I wonder if there might be no error? The true mean is around that in the null hypothesis, then I thought there would be no error. I mean if the true value of μ is 100.000001, the error would be the same as when it is 104. But there should be a buffer for the null hypothesis.

Any suggestions would be highly appreciated.

Answer 1

Suppose you used a 1-sample t test at level 5% to test $H_0: \mu = 100$ vs. $H_a: \mu \ne 100.$ You used a sample of size $n = 20$ without checking the power against various alternatives.

Now, somehow you know that the population from which you sampled is $\mathsf{Norm}(\mu=104,\sigma=15).$ So now you know you failed to reject $H_0,$ when it is false, a Type II Error.

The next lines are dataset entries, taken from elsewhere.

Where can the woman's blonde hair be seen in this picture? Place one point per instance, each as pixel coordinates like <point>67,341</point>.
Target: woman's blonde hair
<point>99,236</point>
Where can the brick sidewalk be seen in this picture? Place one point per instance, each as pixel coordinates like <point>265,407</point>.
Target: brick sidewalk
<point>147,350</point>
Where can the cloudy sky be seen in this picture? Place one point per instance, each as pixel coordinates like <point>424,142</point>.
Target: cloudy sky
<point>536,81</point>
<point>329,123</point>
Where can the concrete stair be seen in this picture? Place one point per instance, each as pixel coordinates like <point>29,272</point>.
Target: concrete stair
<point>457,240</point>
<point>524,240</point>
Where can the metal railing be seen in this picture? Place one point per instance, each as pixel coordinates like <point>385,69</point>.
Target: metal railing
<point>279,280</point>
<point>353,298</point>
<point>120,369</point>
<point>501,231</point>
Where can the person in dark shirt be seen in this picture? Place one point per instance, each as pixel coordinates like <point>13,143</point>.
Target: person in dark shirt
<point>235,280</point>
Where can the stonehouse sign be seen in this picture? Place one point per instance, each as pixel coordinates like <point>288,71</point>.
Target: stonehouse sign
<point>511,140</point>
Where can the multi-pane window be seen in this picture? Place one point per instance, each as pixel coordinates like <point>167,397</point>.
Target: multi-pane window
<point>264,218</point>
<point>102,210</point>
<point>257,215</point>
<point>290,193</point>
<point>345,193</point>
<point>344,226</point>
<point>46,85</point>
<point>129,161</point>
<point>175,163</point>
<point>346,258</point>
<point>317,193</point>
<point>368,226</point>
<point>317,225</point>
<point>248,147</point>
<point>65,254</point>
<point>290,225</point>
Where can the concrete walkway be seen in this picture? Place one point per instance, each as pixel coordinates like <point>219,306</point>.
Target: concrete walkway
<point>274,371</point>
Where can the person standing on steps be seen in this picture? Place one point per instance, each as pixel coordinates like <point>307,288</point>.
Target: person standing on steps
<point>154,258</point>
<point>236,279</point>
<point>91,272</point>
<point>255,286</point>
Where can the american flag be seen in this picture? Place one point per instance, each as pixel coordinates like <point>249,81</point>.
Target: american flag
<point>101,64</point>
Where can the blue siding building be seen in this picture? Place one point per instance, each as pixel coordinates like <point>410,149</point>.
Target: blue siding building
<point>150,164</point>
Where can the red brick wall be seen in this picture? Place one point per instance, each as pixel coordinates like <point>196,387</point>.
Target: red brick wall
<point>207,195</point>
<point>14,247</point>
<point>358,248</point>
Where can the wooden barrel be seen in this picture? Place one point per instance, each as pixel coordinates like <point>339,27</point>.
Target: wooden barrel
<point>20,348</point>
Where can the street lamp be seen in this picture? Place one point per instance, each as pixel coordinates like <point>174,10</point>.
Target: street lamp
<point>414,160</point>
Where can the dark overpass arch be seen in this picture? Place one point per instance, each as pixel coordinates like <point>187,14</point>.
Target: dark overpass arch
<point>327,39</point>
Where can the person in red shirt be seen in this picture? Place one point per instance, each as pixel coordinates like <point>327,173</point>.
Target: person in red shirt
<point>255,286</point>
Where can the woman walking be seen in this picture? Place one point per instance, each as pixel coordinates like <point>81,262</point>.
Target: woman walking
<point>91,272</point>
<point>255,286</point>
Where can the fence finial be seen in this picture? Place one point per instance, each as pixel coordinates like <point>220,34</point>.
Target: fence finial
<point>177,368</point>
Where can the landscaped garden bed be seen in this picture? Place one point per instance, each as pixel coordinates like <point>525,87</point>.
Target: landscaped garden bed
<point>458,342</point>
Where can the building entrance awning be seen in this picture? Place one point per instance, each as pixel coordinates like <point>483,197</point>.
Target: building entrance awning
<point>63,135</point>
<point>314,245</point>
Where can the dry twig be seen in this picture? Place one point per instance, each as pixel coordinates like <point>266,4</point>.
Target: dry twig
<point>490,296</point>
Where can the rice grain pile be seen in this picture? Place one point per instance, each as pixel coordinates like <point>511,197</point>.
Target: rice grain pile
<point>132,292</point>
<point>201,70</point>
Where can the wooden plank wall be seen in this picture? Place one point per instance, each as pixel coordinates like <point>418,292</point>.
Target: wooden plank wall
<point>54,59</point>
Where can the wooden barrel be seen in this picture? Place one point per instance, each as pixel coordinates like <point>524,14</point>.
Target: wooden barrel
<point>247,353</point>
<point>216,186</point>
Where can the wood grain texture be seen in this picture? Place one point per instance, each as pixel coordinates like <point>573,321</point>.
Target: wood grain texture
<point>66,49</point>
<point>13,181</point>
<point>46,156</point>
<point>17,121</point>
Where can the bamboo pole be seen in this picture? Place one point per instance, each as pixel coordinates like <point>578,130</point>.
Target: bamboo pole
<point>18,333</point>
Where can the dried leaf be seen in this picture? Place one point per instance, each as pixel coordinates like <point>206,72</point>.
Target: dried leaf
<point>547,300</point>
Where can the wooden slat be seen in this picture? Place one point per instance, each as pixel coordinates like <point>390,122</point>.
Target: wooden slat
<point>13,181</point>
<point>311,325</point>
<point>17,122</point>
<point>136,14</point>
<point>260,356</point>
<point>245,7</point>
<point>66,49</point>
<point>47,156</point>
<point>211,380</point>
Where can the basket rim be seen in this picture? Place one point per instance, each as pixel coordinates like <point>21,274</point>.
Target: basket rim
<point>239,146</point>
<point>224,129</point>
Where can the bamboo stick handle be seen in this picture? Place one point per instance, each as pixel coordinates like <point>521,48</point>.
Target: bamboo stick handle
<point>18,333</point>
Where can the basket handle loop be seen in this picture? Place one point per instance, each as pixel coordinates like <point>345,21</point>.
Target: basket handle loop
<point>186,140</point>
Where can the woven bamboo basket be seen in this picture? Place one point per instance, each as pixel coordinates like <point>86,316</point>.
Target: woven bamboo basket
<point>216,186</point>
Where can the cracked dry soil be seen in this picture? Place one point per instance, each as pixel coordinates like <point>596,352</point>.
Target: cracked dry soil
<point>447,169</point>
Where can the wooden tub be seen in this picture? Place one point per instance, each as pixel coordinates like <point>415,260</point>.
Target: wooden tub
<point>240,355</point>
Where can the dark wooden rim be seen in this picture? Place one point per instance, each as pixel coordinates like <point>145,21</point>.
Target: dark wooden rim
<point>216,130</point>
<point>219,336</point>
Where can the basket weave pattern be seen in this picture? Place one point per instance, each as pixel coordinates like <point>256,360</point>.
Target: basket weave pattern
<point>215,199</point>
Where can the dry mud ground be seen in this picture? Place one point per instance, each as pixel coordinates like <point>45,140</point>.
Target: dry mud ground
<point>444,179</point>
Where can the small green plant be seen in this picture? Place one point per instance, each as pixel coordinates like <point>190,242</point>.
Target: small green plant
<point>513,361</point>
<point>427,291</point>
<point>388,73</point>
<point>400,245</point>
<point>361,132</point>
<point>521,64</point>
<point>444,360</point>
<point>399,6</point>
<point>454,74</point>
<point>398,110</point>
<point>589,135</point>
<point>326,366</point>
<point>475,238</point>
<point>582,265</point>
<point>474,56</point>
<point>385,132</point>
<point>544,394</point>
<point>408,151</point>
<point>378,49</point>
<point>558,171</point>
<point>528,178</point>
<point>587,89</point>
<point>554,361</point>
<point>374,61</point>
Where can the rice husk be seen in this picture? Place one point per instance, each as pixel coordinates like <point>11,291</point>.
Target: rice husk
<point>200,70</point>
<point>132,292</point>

What is the probability of rejection in these circumstances? That is, what is the power of the test against alternative value $\mu=104?$ One can get an exact value using the noncentral t distribution. In case the point of this question is for you to do that computation, I will get a close approximation to the power, only about $0.21,$ by simulation in R.

set.seed(804)
pv = replicate(10^5, t.test(rnorm(20, 104, 15), mu=100)$p.val)
mean(pv <=.05)
[1] 0.20612

So, it is hardly a surprise that you didn't reject. In fact, the probability of getting a P-value of $0.12$ or greater is about $0.65.$

mean(pv > .12)
[1] 0.65168

Here is a histogram of the distribution of the P-value. The power of the test in the circumstances described is approximately the area of the left-most bar in this histogram. (If $H_0$ were true, then the distribution of the P-value would be standard uniform.)

hist(pv, prob=T, col="skyblue2")
abline(v = .12, col="red")